Do we really want the recovery of the current economy, ask Wouter van Dieren and Arnold Heertje, two Dutch economists in the newspaper NRC Handelsblad? Because that system leads to an ecological disaster of unprecedented scale if growth is restored on the same level? Shouldn’t we have a new moral code for bankers, wrote a group of politicians and economists yesterday in another newspaper de Volkskrant? The time of “greed is good” from the famous movie Wall Street some 20 years ago is over. Even the godfather of shareholder capitalism, Jack Welch now sees the focus on quarterly results as the “dumbest idea in the world”. Shareholders value is not a strategy, but a result he preaches now, repentant. In short, the time of the old belief in markets has gone, for the time being…
There is broad support for a Green New Deal as solution for the economic crisis. And with good arguments. If we have to stimulate the economy, let’s use the opportunity to do invest as green as possible. But a Green New Deal is not sufficient, I think. Because we are dealing with a manifold systems crisis of our economic, social and last but not least our ecological system.
If we don’t take drastic measures our global ecosystem will end within a few decades, at least as the living environment for humankind. Global warming, deforestation, diminishing biodiversity, the endless harvesting of raw materials without pay back will lead to that. The subtitle of James Lovelock’s (the developer of the Gaia theory, the earth as a living system) new book The Vanishing Face of Gaia is A Final Warning for good reasons.

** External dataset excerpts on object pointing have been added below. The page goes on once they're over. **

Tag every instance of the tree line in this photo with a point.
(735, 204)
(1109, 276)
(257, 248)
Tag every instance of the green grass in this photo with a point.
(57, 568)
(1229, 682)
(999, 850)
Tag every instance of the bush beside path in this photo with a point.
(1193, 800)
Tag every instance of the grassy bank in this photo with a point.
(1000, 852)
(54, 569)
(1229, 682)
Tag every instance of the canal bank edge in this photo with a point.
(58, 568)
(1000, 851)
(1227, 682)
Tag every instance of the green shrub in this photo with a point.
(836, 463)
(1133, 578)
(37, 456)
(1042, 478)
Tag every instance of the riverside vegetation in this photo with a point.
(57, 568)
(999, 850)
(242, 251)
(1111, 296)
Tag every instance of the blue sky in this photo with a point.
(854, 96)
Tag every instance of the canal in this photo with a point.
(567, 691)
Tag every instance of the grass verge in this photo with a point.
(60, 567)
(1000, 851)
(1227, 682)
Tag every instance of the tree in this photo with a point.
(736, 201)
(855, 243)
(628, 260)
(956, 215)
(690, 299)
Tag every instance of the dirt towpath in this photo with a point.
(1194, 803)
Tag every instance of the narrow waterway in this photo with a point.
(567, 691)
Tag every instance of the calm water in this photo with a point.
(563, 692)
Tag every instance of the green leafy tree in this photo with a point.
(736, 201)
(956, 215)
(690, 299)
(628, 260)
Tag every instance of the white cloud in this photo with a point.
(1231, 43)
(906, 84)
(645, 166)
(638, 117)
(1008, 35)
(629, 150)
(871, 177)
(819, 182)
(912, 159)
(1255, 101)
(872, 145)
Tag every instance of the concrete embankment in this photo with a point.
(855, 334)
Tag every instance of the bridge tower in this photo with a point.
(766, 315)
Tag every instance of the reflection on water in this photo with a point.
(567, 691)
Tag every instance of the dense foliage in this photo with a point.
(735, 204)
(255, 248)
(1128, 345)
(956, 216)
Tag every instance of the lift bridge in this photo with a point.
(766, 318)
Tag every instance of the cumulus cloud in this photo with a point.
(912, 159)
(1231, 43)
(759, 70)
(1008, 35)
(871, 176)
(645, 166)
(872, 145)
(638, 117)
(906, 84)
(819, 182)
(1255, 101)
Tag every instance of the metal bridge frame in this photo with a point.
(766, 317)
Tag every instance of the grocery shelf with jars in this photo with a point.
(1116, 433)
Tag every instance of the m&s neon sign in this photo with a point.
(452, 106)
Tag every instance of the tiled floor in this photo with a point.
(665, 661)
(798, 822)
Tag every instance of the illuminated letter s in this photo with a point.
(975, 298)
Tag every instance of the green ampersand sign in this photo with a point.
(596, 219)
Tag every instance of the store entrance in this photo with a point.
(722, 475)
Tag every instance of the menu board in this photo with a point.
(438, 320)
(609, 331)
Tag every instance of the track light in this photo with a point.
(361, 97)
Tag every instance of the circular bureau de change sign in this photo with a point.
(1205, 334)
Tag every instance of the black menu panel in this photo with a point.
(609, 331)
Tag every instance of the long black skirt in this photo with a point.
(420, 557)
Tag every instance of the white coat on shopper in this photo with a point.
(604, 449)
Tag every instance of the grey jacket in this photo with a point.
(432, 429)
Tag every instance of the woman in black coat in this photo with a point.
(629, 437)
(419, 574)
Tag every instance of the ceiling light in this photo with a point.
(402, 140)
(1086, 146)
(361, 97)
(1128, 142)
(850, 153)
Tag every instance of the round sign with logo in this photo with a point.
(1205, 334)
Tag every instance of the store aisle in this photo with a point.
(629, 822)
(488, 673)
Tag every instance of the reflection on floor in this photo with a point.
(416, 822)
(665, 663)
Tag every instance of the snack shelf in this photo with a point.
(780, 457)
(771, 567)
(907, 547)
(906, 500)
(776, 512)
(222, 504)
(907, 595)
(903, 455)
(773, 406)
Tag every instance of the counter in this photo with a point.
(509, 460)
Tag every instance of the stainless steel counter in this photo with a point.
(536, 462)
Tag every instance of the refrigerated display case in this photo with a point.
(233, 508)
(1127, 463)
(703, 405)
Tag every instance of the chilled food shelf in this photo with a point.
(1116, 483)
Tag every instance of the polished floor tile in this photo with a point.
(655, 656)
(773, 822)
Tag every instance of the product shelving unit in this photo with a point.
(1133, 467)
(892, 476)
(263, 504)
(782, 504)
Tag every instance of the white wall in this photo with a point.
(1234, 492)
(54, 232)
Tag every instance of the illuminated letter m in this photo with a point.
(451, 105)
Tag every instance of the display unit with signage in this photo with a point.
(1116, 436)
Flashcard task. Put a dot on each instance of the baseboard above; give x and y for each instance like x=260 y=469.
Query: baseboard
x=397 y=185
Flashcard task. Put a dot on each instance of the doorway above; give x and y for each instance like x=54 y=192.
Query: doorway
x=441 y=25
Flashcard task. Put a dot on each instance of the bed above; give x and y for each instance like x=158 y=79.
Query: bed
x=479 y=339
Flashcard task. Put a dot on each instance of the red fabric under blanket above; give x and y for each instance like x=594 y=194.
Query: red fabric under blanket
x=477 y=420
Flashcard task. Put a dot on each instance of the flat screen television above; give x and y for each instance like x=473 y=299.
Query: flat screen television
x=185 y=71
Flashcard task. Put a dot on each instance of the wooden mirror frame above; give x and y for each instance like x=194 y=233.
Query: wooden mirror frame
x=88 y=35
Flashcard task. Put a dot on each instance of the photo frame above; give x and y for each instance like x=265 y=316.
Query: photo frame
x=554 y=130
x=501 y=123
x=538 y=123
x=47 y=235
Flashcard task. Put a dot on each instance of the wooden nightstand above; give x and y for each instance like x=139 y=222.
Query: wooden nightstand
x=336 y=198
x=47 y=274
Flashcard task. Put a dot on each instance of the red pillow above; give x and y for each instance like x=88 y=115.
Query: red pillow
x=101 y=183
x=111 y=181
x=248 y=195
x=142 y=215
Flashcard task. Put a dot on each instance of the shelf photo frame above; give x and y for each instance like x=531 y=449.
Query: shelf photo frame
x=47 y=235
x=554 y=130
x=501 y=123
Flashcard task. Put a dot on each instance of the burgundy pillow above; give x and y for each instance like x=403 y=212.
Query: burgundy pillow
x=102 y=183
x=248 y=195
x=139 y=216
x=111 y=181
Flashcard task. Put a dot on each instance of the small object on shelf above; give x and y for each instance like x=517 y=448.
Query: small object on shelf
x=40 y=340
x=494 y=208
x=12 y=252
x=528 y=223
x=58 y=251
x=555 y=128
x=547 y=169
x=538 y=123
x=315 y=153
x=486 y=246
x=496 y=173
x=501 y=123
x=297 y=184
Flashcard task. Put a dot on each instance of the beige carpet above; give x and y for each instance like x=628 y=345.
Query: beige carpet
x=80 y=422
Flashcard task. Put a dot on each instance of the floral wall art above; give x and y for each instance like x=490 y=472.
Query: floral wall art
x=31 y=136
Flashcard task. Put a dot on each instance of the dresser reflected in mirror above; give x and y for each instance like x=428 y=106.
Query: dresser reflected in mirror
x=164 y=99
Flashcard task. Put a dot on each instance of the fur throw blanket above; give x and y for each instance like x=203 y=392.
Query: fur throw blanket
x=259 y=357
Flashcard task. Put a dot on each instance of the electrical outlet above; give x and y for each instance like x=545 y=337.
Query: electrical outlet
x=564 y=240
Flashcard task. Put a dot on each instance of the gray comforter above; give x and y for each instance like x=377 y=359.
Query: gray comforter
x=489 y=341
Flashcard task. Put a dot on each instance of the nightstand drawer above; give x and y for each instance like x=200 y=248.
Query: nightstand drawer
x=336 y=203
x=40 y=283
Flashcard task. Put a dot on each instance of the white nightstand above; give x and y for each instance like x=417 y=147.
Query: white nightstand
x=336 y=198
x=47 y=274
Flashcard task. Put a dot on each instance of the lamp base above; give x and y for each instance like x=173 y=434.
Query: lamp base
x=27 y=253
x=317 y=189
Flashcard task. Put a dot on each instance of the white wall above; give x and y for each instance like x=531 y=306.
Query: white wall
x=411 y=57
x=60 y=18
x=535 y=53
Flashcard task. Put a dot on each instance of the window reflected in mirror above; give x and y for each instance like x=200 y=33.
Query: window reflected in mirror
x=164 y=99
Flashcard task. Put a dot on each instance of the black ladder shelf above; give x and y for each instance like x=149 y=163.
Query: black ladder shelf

The second systems crisis is in our financial and economic system. Talking with people in this sector you can still see the panic in their eyes, like rabbits catched in the headlights. Fear to move, no way out. From all sides solutions are suggested: bad banks, new business banks, moral codes. But nowhere I have seen the fundamental question on the role of the banking system in our society of the future? In what way can the financial system support a sustainable future with a living ecosystem?
The third systems crisis we will see is that of the labor market and social security. Over the last twenty years the social security system has been reorganized thoroughly, fitting better to the demands of a flexible economy. The buffering inherent in the system for bad times has been strongly diminished, but if the system is up to the designed faster circulation from job to job has never been tested during the economic bubble of the last decades. The job crisis is here to stay, writes The Economist on its front page today.
It´s not improbable that the European Rhineland model of market organization will have the wind in the sails if even people like Jack Welch emphasize the importance of stakeholders. Nothing wrong with that of course. But not enough. Because the focus of many governments, companies and ngo´s is mostly on their mutual relations of force. And experience, also from the Dutch “polder model” shows that it is strong on forging consensus, but much weaker in creating innovation.
For sustainable innovation we need to look “from the whole” of the systems. And even stronger, from the reality that is emerging, as much as possible. With respect to the sustainable renewal of the financial system that means:
1. Open all fences, and make possible that innovation can come from outside the sector. On top of that make sure that at least 1% of all government support to banks is invested in sustainable innovation.
2. Create a platform for dialogue on the future of the sector, where all sectors of society participate. Bring together the worlds of ecosystems, health care, labor market, schools with the banking sector. This platform should be a state-of-the-art network for co-sensing and co-creating a better future.
3. Involve the next generation leader in the development of a sustainable financial sector. An enormous amount of knowledge and energy is piled up with young future leaders within and outside the financial world. And they will be happy to be involved, creating a future for themselves also.